Arvind Gupta, the whistle blower, was not a disgruntled employee but a long-time investor in the Videocon Group who said he was puzzled by an odd series of transactions and transfers between Deepak Kochhar’s companies and Venugopal Dhoot of Videocon. Far from accessing insider info, he studied documents in the public domain to make his case – which no one took much notice of until recently. Why did he take it upon himself to do this? The motive is unclear. But the controversy overwhelming India’s largest private sector bank has highlighted governance weaknesses that it will be forced to address sooner rather than later (the board’s current stance of injured innocence hasn’t been convincing).
Internal whistle-blowers don’t necessarily contain the reputational damage either. Recall the case of Dinesh Thakur, who revealed how his former employer Ranbaxy basically fudged — often in the crudest possible way — drug safety tests. Mr Thakur’s revelations — which came soon after Ranbaxy’s Delhi-based promoters had sold the company to Japan’s Daiichi Sankyo in the largest Indian pharma deal at the time — invited wrath and accelerated inspections from the US Federal Drug Administration not just on Ranbaxy but on the entire Indian pharma industry.
Mr Thakur’s conscientiousness paid off — literally, he won $48 million as part of the award from the US which fined Ranbaxy $500 million. It is worth pointing out that the Indian drug regulator has been less appreciative of his revelations about similar shenanigans in the domestic market. The scandal did India’s business reputation no favours: A disgruntled Daiichi later sold Ranbaxy to Sun Pharma.
Perhaps no Indian company has borne the impact of the age of the whistle-blower as Infosys, which, incidentally, has had a policy in place since 2003. In 2013, a US employee revealed a visa fraud, which spurred a federal investigation and later a settlement (from which he was rewarded). Since 2016, Infosys has been struggling with another controversy involving the purchase of an Israeli company by the then CEO Vishal Sikka. The decision to sell the company under a new CEO appears not to have assuaged Mr Anonymous, who does not appear to be motivated by money. He has recently demanded a probe into the deal by the stock exchange regulator.
These three signature cases should not raise hopes, however, for more accountable corporate governance in India. Note that all three involve widely-held, professionally-run companies with global investors and customers. But Indian business remains overwhelmingly family-managed, a structure that scarcely encourages employees to speak truth to power, as we witnessed in the case of the Tata group.

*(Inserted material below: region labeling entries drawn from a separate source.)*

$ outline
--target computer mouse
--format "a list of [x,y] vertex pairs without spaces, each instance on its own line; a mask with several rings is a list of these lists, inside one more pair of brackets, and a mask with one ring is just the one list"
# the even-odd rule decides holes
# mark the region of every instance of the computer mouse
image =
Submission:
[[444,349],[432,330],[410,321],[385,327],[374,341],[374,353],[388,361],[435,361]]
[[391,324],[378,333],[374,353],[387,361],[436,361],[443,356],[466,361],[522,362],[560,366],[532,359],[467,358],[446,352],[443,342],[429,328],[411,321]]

It may be too much to expect voluntary transparency from India Inc when government-owned companies remain closed to public scrutiny. The earliest of Indian whistle-blowers, a mid-level employee in State Bank of India who revealed Harshad Mehta’s financial gymnastics in the early nineties, didn’t earn much gratitude from anyone. Later whistle-blowers paid for their conscientiousness with their lives (the tragic case of Shanmugam Manjunath of Indian Oil Corporation is a cautionary tale). A whistle-blower protection Act has been passed by Parliament but is yet to be operationalised. Its steady dilution also suggests anyone who decides to be a conscientious objector about government institutions and projects are unlikely to enjoy any rewards. If the record of public whistle-blowers is anything to go by, they need to fear for their lives.